By August 2013, I felt that our methods of creating materials was creating undue stress on me and, even worse, that they weren’t working particularly well. (Even though they probably were.) To make sure that materials would be created in an efficient manner and, more importantly, that they would be used by outlets once they had them, I devised a simple briefing system that everyone in the company had to use in full if they wanted me to make materials for them.
Each brief had to take five things into account for each piece of material required for any project:
- What is its purpose? (e.g. to increase sales of a certain book(s), to increase sales at a certain outlet, to allow customers to easily browse products.) If a material has no real purpose behind its creation (“point of sales”, for example, is not a purpose), nothing will come of it, and it will be a waste of time. Its purpose will also inform other crucial parts of the material’s design.
- What will it look like? What format will it take? How big will it be? Is it print or electronic? Is it in colour, or black-and-white? Where is it going to appear?
- What details have to be on it? If it’s for an outlet, for example, what details for the outlet need to be on it (address, e-mail, phone number, etc.) and what are those details? Is there a price list on it, and if so, what are the outlet’s prices? Does the material need another organisation’s logo on it, and if so, have you got that logo organised already?
- How will you make sure this material will succeed in its purpose? How do we make sure the material is printed or distributed effectively? If it is left up to an outlet or other organisation to distribute it, then how to we make sure that it has been distributed?
- What are the metrics by which this material will be judged to be successful? How will we judge that the production of this material is an effective use of company time, and on what time frame? Or, if you’d like to use Shuttleworth Foundation terminology, what do you expect to see from the production of this material, what would you like to see, and what would you love to see?
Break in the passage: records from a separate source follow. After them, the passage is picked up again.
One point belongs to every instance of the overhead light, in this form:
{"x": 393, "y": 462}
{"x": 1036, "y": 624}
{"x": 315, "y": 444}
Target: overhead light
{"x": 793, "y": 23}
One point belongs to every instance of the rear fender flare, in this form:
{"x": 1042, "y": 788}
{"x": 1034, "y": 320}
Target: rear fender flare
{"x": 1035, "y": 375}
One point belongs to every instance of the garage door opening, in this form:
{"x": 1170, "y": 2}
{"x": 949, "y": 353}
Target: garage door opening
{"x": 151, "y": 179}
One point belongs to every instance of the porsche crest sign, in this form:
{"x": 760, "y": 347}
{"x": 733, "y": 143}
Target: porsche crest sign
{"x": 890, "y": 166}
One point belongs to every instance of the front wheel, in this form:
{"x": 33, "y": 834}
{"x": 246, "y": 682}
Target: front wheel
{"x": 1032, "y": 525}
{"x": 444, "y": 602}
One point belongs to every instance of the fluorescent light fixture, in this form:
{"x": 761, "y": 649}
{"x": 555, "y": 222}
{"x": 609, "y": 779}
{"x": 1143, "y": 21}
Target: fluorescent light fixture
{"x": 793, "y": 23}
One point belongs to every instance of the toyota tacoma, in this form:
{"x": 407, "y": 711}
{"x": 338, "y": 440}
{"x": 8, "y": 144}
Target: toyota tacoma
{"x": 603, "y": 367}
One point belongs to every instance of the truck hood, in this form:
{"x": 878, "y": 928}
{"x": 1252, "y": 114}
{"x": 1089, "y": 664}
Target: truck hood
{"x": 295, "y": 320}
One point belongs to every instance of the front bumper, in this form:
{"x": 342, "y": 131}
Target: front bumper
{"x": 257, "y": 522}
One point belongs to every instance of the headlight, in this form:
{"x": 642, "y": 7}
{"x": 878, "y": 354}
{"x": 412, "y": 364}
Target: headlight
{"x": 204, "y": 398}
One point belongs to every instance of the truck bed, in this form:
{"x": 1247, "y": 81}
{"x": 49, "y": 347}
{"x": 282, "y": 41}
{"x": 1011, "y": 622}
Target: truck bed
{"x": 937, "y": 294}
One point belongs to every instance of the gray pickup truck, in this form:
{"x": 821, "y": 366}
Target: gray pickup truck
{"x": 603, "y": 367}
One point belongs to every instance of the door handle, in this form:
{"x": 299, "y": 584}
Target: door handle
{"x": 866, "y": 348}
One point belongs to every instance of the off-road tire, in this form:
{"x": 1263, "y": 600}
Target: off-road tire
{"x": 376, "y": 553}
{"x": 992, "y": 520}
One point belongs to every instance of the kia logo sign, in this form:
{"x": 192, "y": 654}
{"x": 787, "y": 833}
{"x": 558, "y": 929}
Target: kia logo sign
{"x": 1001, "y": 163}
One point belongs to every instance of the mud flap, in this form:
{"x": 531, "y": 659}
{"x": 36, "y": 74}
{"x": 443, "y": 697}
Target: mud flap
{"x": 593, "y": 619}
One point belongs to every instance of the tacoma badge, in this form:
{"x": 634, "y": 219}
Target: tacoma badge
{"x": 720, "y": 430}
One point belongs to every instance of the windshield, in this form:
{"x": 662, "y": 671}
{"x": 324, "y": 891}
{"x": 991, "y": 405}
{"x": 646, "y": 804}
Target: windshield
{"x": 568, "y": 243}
I hoped that if we were to consider all of these aspects before we produced materials, we would cut down on unnecessary revisions to materials and the production of unnecessary materials – in short, time-wasting.
So effective was the briefing system that I managed to get through the amount of work that I would ordinarily do in five days, in three days.
Happily, it worked. Marie and I were able to more efficiently get through our work, and it avoided a large amount of unnecessary work for the both of us. So effective was the briefing system that I managed to get through the amount of work that I would ordinarily do in five days, in three days.
It also forced us to think about marketing campaigns in a more nuanced and planned manner – instead of starting a campaign and producing materials ad hoc for it, as we usually tended to do, we would work out exactly what we needed to produce before we started the campaign, and figure out the most efficient ways for us to produce and personalise them, if needed. It meant that, when we embarked on our matric exam paper campaigns and, later, the #textbookrevolution campaign, we could spend as much time following up and doing new things in response to new developments in the campaign as we needed to, without the hassle of having to revisit messaging or price lists or product lists, etc., as we had to do in the past.